The van sped through the chaotic streets, careening around corners, lurching with the bruised and bloodied bodies of an astonishing cross section of the population: an old man who was taking part in his first demonstration, a young man whos
e eye was bleeding from a rubber bullet, a lawyer. “As I was being dragged into the vehicle,” the lawyer said, “a police general said to me, ‘Do you think you can change the world? You can’t! Do you think you are a hero? You are not.’ ”
But one man inside was very calm. This was not his first demonstration. This was not his first encounter with brutality. His father had been imprisoned when he was thirteen. His mother’s career had been ruined. His teenage years had been spent in a state of perpetual numbness. He had been waiting all his life for this moment. He had been waiting for any sign that the numbness might end. And he knew exactly what to do.

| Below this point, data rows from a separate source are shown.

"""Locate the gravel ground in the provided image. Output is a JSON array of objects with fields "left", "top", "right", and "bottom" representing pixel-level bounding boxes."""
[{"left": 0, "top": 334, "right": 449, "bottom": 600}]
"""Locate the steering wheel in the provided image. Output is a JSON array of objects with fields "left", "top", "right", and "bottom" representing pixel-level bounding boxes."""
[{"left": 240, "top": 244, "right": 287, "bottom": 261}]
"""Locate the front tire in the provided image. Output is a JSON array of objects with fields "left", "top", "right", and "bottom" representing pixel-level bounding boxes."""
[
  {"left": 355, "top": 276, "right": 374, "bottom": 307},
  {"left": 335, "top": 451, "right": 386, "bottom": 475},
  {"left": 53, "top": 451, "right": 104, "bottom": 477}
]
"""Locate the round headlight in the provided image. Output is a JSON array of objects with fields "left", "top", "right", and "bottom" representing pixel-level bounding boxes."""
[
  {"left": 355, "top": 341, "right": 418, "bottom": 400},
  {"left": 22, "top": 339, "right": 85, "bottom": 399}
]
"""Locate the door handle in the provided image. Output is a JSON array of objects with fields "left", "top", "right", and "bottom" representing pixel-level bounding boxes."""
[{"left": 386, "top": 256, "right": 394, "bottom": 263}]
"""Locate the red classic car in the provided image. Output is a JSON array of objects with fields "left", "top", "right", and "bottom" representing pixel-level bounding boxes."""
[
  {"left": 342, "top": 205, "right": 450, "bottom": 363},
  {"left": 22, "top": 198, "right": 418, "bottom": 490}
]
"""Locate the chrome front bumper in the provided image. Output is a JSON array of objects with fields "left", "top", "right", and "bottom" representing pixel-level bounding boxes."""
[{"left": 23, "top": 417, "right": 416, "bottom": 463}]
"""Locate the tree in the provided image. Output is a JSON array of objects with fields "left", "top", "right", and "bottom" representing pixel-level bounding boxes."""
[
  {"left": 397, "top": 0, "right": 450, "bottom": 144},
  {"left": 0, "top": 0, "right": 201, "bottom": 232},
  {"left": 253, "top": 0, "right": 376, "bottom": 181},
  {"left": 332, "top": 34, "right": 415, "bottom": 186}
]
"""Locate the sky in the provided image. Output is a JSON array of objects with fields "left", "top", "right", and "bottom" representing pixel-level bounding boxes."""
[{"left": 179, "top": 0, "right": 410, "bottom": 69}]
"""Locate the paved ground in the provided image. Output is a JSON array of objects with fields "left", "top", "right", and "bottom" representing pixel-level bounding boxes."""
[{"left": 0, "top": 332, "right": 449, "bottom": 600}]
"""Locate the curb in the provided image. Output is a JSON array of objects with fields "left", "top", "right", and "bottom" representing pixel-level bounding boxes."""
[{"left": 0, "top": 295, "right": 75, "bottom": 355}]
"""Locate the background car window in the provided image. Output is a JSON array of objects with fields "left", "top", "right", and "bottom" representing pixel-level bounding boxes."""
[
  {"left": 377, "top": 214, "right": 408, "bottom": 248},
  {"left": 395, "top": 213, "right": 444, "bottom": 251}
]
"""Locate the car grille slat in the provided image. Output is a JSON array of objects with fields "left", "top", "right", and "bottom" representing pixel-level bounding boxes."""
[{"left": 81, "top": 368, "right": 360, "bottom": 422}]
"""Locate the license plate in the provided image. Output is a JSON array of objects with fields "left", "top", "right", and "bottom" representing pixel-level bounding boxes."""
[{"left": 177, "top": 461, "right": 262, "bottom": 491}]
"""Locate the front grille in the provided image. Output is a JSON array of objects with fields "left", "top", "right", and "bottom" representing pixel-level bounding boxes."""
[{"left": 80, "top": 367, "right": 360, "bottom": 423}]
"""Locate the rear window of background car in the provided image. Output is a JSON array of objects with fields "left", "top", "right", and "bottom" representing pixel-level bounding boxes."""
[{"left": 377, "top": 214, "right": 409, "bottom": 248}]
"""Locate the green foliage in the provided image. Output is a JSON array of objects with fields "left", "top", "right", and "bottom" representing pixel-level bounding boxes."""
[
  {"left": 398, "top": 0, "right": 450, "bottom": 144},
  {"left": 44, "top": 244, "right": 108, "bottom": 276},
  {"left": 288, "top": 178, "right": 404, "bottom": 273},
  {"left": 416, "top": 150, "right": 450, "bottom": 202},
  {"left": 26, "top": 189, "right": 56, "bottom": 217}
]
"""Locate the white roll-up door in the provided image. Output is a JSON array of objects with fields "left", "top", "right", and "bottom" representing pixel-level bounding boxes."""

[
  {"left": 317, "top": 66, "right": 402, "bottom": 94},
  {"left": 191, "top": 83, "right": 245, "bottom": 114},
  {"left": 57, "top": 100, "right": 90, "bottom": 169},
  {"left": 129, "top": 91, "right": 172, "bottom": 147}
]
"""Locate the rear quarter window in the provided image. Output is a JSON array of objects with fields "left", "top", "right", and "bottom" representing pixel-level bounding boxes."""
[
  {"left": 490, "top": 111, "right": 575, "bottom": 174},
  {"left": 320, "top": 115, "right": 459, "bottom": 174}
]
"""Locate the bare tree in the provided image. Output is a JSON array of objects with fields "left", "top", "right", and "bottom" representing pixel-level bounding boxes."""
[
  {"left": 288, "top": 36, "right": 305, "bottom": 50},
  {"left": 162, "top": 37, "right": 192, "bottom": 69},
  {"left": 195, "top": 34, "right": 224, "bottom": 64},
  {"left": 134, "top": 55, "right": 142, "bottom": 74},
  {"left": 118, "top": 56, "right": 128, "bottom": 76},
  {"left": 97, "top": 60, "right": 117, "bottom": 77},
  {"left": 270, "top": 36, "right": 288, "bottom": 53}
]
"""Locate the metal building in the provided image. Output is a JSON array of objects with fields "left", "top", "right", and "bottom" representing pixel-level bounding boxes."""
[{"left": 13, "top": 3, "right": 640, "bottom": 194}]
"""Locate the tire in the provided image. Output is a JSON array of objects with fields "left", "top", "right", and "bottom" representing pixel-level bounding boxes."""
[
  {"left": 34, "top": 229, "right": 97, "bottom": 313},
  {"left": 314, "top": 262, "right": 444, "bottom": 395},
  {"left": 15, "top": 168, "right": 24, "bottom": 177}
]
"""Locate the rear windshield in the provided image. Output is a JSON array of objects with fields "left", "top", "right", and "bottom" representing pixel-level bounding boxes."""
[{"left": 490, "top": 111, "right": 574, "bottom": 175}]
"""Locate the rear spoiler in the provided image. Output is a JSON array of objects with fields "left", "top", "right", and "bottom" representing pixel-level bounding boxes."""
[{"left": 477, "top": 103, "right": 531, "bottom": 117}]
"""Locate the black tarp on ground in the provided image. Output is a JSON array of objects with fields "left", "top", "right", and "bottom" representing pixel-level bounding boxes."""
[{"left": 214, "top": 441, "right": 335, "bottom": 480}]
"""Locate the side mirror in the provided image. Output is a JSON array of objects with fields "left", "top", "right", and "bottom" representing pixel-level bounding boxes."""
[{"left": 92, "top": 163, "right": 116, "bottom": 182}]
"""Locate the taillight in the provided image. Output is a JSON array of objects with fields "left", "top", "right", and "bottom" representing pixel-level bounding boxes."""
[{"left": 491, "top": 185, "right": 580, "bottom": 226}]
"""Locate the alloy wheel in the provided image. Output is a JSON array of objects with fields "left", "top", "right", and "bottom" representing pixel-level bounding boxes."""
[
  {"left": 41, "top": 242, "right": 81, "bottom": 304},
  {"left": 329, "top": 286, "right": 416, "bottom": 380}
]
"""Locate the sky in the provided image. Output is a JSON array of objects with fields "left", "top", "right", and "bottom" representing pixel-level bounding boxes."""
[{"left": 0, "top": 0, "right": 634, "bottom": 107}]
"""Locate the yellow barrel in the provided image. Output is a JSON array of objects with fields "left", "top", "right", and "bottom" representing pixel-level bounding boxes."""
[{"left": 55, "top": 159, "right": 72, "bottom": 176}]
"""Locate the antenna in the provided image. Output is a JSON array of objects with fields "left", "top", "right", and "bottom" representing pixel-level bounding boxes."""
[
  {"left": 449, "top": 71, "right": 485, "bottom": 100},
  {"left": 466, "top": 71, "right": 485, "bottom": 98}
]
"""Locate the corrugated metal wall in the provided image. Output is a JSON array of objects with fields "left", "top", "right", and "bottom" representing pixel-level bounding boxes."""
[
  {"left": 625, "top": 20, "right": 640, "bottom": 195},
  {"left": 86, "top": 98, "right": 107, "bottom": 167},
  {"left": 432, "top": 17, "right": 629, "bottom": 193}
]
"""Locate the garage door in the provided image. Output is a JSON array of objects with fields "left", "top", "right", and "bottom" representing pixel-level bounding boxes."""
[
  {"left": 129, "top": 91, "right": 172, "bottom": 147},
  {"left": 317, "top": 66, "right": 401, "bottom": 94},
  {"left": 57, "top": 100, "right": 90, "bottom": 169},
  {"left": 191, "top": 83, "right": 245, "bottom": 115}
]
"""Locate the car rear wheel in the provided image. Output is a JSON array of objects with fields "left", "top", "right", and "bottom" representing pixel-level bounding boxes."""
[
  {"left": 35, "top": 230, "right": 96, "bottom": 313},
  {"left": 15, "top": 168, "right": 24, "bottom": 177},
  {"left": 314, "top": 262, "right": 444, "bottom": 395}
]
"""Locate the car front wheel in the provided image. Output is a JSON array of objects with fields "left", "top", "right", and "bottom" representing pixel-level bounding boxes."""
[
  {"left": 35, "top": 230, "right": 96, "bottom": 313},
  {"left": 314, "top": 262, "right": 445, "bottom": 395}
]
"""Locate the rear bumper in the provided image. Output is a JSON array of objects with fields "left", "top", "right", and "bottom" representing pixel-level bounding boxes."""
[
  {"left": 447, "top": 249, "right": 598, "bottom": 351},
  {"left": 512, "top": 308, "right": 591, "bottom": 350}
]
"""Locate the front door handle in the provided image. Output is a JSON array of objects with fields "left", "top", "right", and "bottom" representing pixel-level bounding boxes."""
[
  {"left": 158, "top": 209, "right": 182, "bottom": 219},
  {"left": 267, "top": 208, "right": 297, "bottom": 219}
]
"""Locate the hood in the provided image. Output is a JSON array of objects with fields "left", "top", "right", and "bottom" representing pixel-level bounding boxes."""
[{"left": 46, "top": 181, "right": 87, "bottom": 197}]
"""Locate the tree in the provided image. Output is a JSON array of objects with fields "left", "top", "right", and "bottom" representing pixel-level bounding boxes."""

As that green paddy wagon lurched through the streets of Cairo, Noor Ayman Nour tugged the brass zipper above his heart, slid his hand into his pocket, and felt the cool metallic comfort of his backup cell phone. Then the twenty-one-year-old with the baby cheeks did what any boy in his situation might do.
He called his mother.
Talaat Harb Square is actually a circle. In the middle is a statue of the founder of the Bank of Egypt, and surrounding it is a cosmopolitan mix of bookstores, cafés, and political offices, including the one that once housed Ayman Nour’s father. A row of four books in the window of one shop caught my eye. Their covers showed Condoleezza Rice, Madeleine Albright, Michelle Obama, and Khaled Mashal, the head of Hamas. What a perfect representation of the choice Egypt faces, I thought.